Addressed to my dear readers,
Today I examined the miniature garden that flourishes on the back porch. All of the plants seem to be doing quite well, with the exception of the Marguerite Daisies.
This is supremely vexing; when I purchased the beautiful daisy bush at Home Depot, it was a veritable pile of bright, golden flowers. I potted it and hung it on the porch, and by that very night the Eastern Starlings had found it and started tearing it to shreds. Mr. H would run out onto the porch and try to chase away the birds, snapping them with a kitchen towel, but they were very persistent in their cause; even more annoying, they wouldn't even take the blossoms, but would just snap them off and leave them laying on the porch. Now, it is a pitiful stack of spiky stems and browning, drooping blossoms, half torn by starlings.

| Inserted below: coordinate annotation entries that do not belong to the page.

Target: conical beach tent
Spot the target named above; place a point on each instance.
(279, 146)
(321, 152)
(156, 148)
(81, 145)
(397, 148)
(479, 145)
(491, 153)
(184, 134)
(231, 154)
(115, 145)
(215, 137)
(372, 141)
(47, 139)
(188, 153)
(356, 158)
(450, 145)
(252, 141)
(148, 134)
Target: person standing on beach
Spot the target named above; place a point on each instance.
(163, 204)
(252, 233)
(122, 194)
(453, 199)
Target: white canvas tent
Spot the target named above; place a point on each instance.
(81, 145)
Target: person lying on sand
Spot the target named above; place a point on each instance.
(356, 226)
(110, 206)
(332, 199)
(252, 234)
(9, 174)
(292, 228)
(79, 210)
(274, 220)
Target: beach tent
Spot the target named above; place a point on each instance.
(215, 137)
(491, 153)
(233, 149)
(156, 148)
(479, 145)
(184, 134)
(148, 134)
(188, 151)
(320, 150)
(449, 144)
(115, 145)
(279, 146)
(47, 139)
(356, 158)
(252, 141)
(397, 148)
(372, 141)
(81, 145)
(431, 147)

The rest of the garden seems to be doing quite well, though - the herbs, flowers, tomatoes, lettuce, and radishes. There are some hardy looking cucumber sprouts that are recovered from what looked suspiciously like a sharp beak that had broken the leaves off... Not to be pointing feathers here, but ...
Growing a marriage is, naturally, a profitable pursuit, and far more fruitful than pruning tomato plants. It takes a lot of care, one can imagine; little cliche seeds of love and kindness, and all that rot. We can always learn tricks from experienced gardners - I learned how to prune tomatoes from a lady who had grown them many years. She showed me which branches to trim and when, which branches would bear fruit. She showed me how to cut off the waste, and leave the good. In a marriage, you sometimes have to cut off wasteful branches - selfishness, laziness, a constant inward focus. All of these branches can take up a lot of space in the terra cotta pot of life, and a lot of energy in the photosynthesis of life, and a lot of emotional strength (I do not think plants have a comparable feature to emotion). Sometimes, it is better to just snap the branch off and leave it in the burn pile. Give more room for the fruitful branches of love, sympathy, forbearance, and selflessness to grow.
With these valuable seeds of truth, I close my second epistle.